Isso é simplesmente inconcebível na nova sociedade virtual, onde sabemos que uma grande parcela das informações legalmente significantes são hoje transmitidas em forma de "paperless messages". O desenvolvimento das tecnologias de comunicação proporcionou paralelamente um rápido e inesperado aumento das transações comerciais a nível global. O uso dos meios eletrônicos de comunicação, utilizando como suporte a Internet ou qualquer outro tipo de rede informática, deu lugar a uma expansão comercial que não conhece fronteiras territoriais - o comércio eletrônico (eletronic commerce). Os sistemas jurídicos dos Estados nacionais não estavam preparados para lidar com esse fenômeno, na medida em que prescrevem regras de validade dos negócios jurídicos fundadas na concepção de documentos escritos e arquivados em papel, trazendo insegurança jurídica quanto à natureza e efeitos dos documentos eletrônicos. Essa situação representa hoje um dos maiores empecilhos ao desenvolvimento do comércio eletrônico. Por essa razão, os países precisam reformular suas leis para adaptá-las à nova realidade, provendo tratamento jurídico igualitário para o uso da documentação tradicional e da digital.
Antecipando-se na visão dessa necessidade, a UNCITRAL - United Nations Commission on International Trade Law (http://www.uncitral.org/) resolveu elaborar um modelo de lei sobre comércio eletrônico, a fim de ajudar os Estados nacionais a adaptar a legislação doméstica. E o que é melhor é que todo esse trabalho foi desenvolvido muito inteligentemente, sem a necessidade de se remover o arsenal de leis nacionais que tratam dos requisitos legais de forma e documentação dos atos jurídicos. Em outras palavras, os fundamentos do documento em papel escrito, assinado e original permanecem íntegros, devendo os documentos eletrônicos alcançarem as funções que esses conceitos procuram garantir.

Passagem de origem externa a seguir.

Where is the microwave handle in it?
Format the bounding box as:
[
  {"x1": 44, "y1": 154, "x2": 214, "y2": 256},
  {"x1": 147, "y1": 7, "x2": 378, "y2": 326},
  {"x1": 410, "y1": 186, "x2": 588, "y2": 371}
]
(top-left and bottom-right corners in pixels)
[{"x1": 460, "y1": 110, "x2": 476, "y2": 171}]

Com efeito, um documento em papel tem diversas funções, tais como: garantir uma tangível evidência da existência da vontade contratual das partes; providenciar que possa ler lido por todos; possibilitar que permaneça inalterado ao longo do tempo e fornecer um permanente registro da transação, permitindo sua reprodução por meio da extração de cópias; permitir a autenticação por meio de uma assinatura; permitir o fácil arquivamento dos dados em forma tangível e facilitar o controle e auditagem para fins de contabilidade, tributação ou outros propósitos regulatórios. Como se vê, a exigência da apresentação de documento em papel na forma escrita, que pode ser combinada com outros requisitos como assinatura e apresentação na forma original, ou ainda a autenticação legal do ato, visam a emprestar maior confiabilidade e segurança jurídica ao documento.
Em respeito a todas essas funções que o documento em papel proporciona, a Lei modelo da Uncitral estabelece que os registros eletrônicos, para que recebam o mesmo nível de reconhecimento legal, devem satisfazer no mínimo o exato grau de segurança que os documentos em papel oferecem, o que deve ser alcançado através de uma série de recursos técnicos. Em suma, a Lei modelo estabelece uma série de requisitos para que um documento eletrônico ("non paper based document") alcance uma função equivalente ao documento escrito, assinado e original.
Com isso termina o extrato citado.